A church schools’ inspector spoke of the school’s strong, caring relationships and deeply embedded values after a day-long SIAMS (Statutory Inspection of Anglican and Methodist Schools) inspection in April.
The report also acknowledged the school’s swift and significant progress since the previous inspection prior to the school becoming an academy within the Diocese of Guildford’s Good Shepherd Trust and the arrival of headteacher, Ruth Worswick in September 2014.
The inspector quoted a pupil as saying the academy’s values ‘help you to make the right choices in life’ and spoke of how good relationships ‘underpin all aspects’ of the school’s work.
Ms Worswick said: “We are thrilled that the report has identified the caring and values-driven nature of our school.
“Being inclusive is central to our identity, everyone is valued and we want everyone to have a sense of who they are, how they fit into this world and what they can contribute at The Holme.”
“As a Christian school we teach the values of empathy and understanding...The SIAMS report reinforced our ideas about how we can continue to develop our Christian identity.”
Last term the school held a Disability Awareness Week and invited in a Royal Naval veteran from Queen Alexandra Hospital’s Project Youth Force, which aims to inspire young people to set goals and be resilient.
Richard Hunt, who lost his leg following an injury and post-operative infection, shared how the amputation impacted on his hopes and dreams but how he has overcome adversity and takes part in mental and physical challenges such as skydiving and bungee jumping.
Pupils were given the opportunity to reflect on disability and themselves and were given workshop challenges that forced them children to dig deep and show determination.
Ruth said: “Richard’s visit was inspirational for staff and children alike; deepening our understanding of disability and also of ourselves. It reflects our desire to be a school where children not only grow academically but also spiritually, socially and culturally.
“As a Christian school we teach the values of empathy and understanding, and the week truly helped us put those values into practice.

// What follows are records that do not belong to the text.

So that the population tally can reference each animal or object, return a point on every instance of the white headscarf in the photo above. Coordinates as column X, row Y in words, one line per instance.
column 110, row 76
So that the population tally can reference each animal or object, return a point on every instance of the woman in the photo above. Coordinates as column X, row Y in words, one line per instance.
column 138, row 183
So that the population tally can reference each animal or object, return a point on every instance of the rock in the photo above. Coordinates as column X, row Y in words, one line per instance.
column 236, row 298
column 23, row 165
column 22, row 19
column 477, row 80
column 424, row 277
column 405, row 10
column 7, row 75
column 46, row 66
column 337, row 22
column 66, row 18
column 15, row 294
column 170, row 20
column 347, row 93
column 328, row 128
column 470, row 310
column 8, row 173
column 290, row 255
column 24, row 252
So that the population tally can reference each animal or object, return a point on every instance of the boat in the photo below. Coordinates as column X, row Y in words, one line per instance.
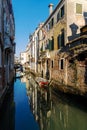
column 42, row 82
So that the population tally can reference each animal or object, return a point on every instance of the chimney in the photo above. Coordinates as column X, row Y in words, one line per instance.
column 50, row 8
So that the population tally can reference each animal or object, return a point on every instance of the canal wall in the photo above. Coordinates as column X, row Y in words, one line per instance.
column 7, row 89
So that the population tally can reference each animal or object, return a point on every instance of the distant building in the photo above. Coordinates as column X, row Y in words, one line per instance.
column 7, row 44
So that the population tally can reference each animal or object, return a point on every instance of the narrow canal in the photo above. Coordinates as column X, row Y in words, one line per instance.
column 29, row 107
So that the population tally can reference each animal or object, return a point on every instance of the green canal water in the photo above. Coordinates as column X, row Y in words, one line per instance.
column 29, row 107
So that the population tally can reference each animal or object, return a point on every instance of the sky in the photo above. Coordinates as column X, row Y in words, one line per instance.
column 28, row 14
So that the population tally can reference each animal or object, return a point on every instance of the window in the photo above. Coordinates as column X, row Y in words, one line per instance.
column 61, row 64
column 61, row 39
column 78, row 8
column 52, row 63
column 51, row 23
column 60, row 13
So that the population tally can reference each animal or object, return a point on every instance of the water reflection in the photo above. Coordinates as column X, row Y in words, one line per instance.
column 55, row 112
column 7, row 113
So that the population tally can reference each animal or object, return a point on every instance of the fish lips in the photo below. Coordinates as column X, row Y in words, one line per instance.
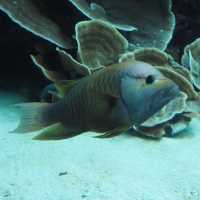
column 141, row 103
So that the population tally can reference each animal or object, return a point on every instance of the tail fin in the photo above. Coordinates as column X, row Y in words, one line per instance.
column 35, row 116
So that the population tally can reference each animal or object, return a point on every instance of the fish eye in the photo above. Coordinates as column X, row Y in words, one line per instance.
column 150, row 79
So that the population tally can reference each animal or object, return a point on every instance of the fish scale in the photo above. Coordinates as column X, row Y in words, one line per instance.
column 110, row 100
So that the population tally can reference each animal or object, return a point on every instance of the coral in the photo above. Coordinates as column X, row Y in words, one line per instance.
column 145, row 23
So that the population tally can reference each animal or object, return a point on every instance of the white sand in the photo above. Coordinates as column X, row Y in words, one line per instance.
column 120, row 168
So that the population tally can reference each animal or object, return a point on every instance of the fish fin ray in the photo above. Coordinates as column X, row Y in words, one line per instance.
column 56, row 132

“The SIAMS report reinforced our ideas about how we can continue to develop our Christian identity and we look forward to working on those in the future.”
The principal objective of SIAMS inspection is to evaluate the distinctiveness and effectiveness of the school as a church school and provides a process for evaluating the extent to which church schools are ‘distinctively and recognisably Christian institutions’.